Was the small army swarming 1755 Napa Road filming the controversial television series '13 Reasons Why'? Crickets.
Did he know how long they would be shooting at this location? Nope.
Could the Index-Tribune gain some kind of access to the palatial grounds, where actors portraying angsty teens were said to be inside filming a party scene? If he'd been the mirthful sort, John might have laughed. Instead, he leveled a withering gaze that clearly meant 'no.'
For five days this week, Hollywood came to town, using a grand Italianate Sonoma mansion as a set. The 14,545-square-foot house set on 4.65 acres was a hive all week long, swarmed by actors, cameramen, set designers and security. They took over two empty lots nearby, too, filling them with parked cars, big rigs full of gear, portable toilets and a huge tent.
Permit Sonoma knew Netflix was coming. After all, they issued the $878 special event permit for the Napa Road location that allowed film crews to work between 8 and 2 a.m.
But the neighbors up and down Napa and Hyde roads were not informed, a fact that several of them found mildly annoying. Nixon Maloney, who lives at 1668 Napa Road, would have appreciated a heads-up that a major production was setting up next door.
'It would have been nice to have notice. Information is priceless,' Maloney said.
But the initial concerns Maloney had about fire danger were mitigated when a water tanker showed up to douse both empty fields. And the California Highway Patrol officer required by Permit Sonoma turned out to be an unexpected blessing. 'Having a cop out there has changed the traffic flow. People are doing 45 instead of 70. I love it!' Maloney told the Index-Tribune on the second day of the Netflix shoot.
Maloney was so pleased by the collateral benefits, in fact, that she delivered the CHP officer a bottle of chilled water. 'I told him, 'you can park here anytime, honey!''
The Hollywood business of shooting on location is fraught with everyday perils. There are snoopy journalists, star-struck fans and run-of-the-mill riff-raff to contend with.
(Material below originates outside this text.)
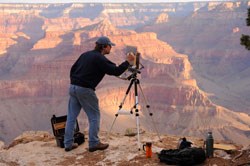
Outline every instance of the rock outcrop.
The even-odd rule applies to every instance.
[[[162,8],[168,5],[163,5],[159,11],[166,12]],[[176,52],[169,43],[159,40],[162,36],[154,32],[138,33],[118,28],[113,24],[114,17],[111,16],[120,10],[111,13],[111,10],[98,8],[102,11],[100,15],[86,19],[78,16],[79,10],[71,10],[83,6],[45,5],[41,6],[40,12],[33,11],[34,15],[23,16],[28,21],[23,21],[25,26],[22,22],[18,25],[23,25],[19,29],[22,33],[18,33],[21,37],[16,40],[16,44],[8,46],[7,53],[0,59],[0,132],[4,133],[0,137],[4,141],[9,142],[27,129],[51,130],[51,116],[67,112],[70,67],[82,52],[94,48],[97,37],[108,35],[116,43],[108,58],[116,63],[125,59],[126,45],[138,47],[144,66],[138,78],[143,93],[149,99],[150,111],[154,113],[153,118],[160,132],[203,137],[206,132],[213,131],[218,139],[244,145],[249,143],[249,135],[246,133],[249,132],[250,117],[215,105],[209,99],[210,96],[196,83],[189,55]],[[113,4],[103,6],[114,7]],[[145,11],[151,10],[147,7]],[[49,17],[51,12],[53,17]],[[110,21],[102,20],[103,14],[111,17]],[[90,19],[93,22],[89,22]],[[81,24],[80,20],[85,22]],[[69,25],[66,25],[67,21]],[[55,26],[57,23],[59,28]],[[59,30],[60,27],[64,29]],[[102,129],[110,127],[110,119],[118,110],[128,84],[129,81],[107,76],[97,87],[96,93],[103,113]],[[131,109],[134,100],[132,91],[124,109]],[[151,118],[147,114],[142,92],[139,93],[139,102],[141,125],[151,131],[154,128],[148,123]],[[86,115],[81,117],[81,127],[87,128]],[[133,115],[118,119],[121,120],[117,121],[115,131],[124,130],[128,124],[131,127],[135,124]],[[236,136],[240,136],[239,139]]]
Unwanted attention is precisely why location scouts go to such pains to keep location shoots on the down low. Especially for a television show watched primarily by young people, whose fandom often tends to be exuberant.
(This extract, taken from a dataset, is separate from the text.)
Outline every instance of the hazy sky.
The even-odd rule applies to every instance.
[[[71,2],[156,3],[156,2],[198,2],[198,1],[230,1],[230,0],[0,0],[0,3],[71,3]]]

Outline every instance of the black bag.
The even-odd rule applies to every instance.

Based on the 2007 young adult novel by Jay Asher, '13 Reasons Why' is predicated on a provocative plot. Hannah Baker, a student at fictional 'Liberty High School,' commits suicide after being bullied and shamed, and explains her 13 reasons why over the course of season one. Celebrated for its daring look into teenage mental health, the show was criticized by some psychologists for its potential contagion effect. In fact, according to a study published in the American Academy of Child and Adolescent Psychiatry, suicides among kids age 10 to 17 jumped to a 19-year high in the month following the release of the first season, though the study's authors acknowledged that a causal link was unprovable.
The furor died down eventually, and the show proceeded with seasons two and three, often using locations around the North Bay to set scenes.
In Sebastapol, Analy High School stands in for the fictional Liberty High, earning the school district $60,000 over one month in 2016, and a reported $2,500 per day since. Much of the show's other filming is done on Mare Island, where Paramount Television — which inked a multi-picture deal with Netflix three years ago — has a warren of offices and sound stages.
While staffers refused to discuss how the huge house on Napa Road would figure into the show, the smart money was on a one-off party scene involving a large group of 'students,' many of whom were seen last week milling about the site, wardrobed and made-up.
The home, currently on the market for $12.25 million, has six bedrooms, eight bathrooms, a nine-car garage, a pool with water features and mature gardens, a media room, several home offices, a kitchen with 'state of the art' appliances plus a 'wine facility,' and was built with more than 2,000 tons of concrete, 1,000 tons of steel and 110 slabs of granite.